Using Hess law, calculate ΔH for the equation: O3 (g) +2NO2 (g)→ N2O5 (g) + O2 (g)
Given the following equations:
N2O5 (g) rightwards arrowNO3 (g) + NO2 (g) ΔH=+ 44.3 kJ
NO3 (g) + O2 (g) rightwards arrowO3 (g) + NO2 (g) ΔH=-20.1kJ
To use Hess's law, we need to manipulate the given equations so that they add up to the desired equation:
N2O5 (g) rightwards arrowNO3 (g) + NO2 (g) (multiply by 1)
2NO3 (g) + O2 (g) rightwards arrow2O3 (g) + 2NO2 (g) (multiply by 2 and flip the direction)
O3 (g) + 2NO2 (g) rightwards arrowN2O5 (g) + O2 (g) (add the two equations)
Now we can add the enthalpies of the individual reactions to get the total enthalpy change for the desired reaction:
ΔH = ΔH1 + ΔH2
ΔH1 = +44.3 kJ (from the first equation)
ΔH2 = -20.1 kJ (from the second equation, multiplied by 2 and flipped)
ΔH = +44.3 kJ - 2(-20.1 kJ) = +84.5 kJ
Therefore, the enthalpy change for the reaction O3 (g) + 2NO2 (g) → N2O5 (g) + O2 (g) is +84.5 kJ.
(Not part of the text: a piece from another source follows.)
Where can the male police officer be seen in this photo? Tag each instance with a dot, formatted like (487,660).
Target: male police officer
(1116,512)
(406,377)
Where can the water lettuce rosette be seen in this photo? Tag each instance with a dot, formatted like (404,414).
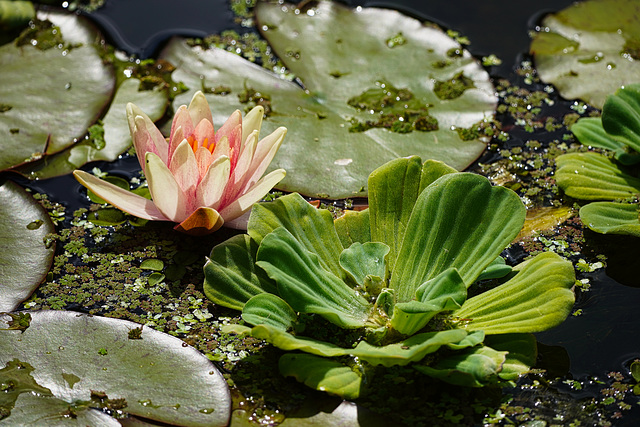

To calculate the ΔH for the given equation using Hess's Law, we can use the following steps:
Step 1: Reverse the first equation and its ΔH value:
NO3 (g) + NO2 (g) rightwards arrow N2O5 (g) ΔH=-44.3 kJ
Step 2: Multiply the second equation by 2 to balance the number of moles of NO2:
2(NO3 (g) + O2 (g) rightwards arrow O3 (g) + 2NO2 (g)) ΔH=-2(-20.1 kJ) = +40.2 kJ
Step 3: Multiply the first equation by 2 to match the number of moles of NO2 in the target equation:
2(N2O5 (g) rightwards arrow NO3 (g) + NO2 (g)) ΔH=2(44.3 kJ) = +88.6 kJ
Step 4: Add all the equations together to obtain the overall equation:
2(NO3 (g) + O2 (g) rightwards arrow O3 (g) + 2NO2 (g)) + 2(N2O5 (g) rightwards arrow NO3 (g) + NO2 (g)) = O3 (g) + 2NO2 (g) rightwards arrow N2O5 (g) + O2 (g)
ΔH = +40.2 kJ + 88.6 kJ = 128.8 kJ
Therefore, the ΔH for the given equation is +128.8 kJ.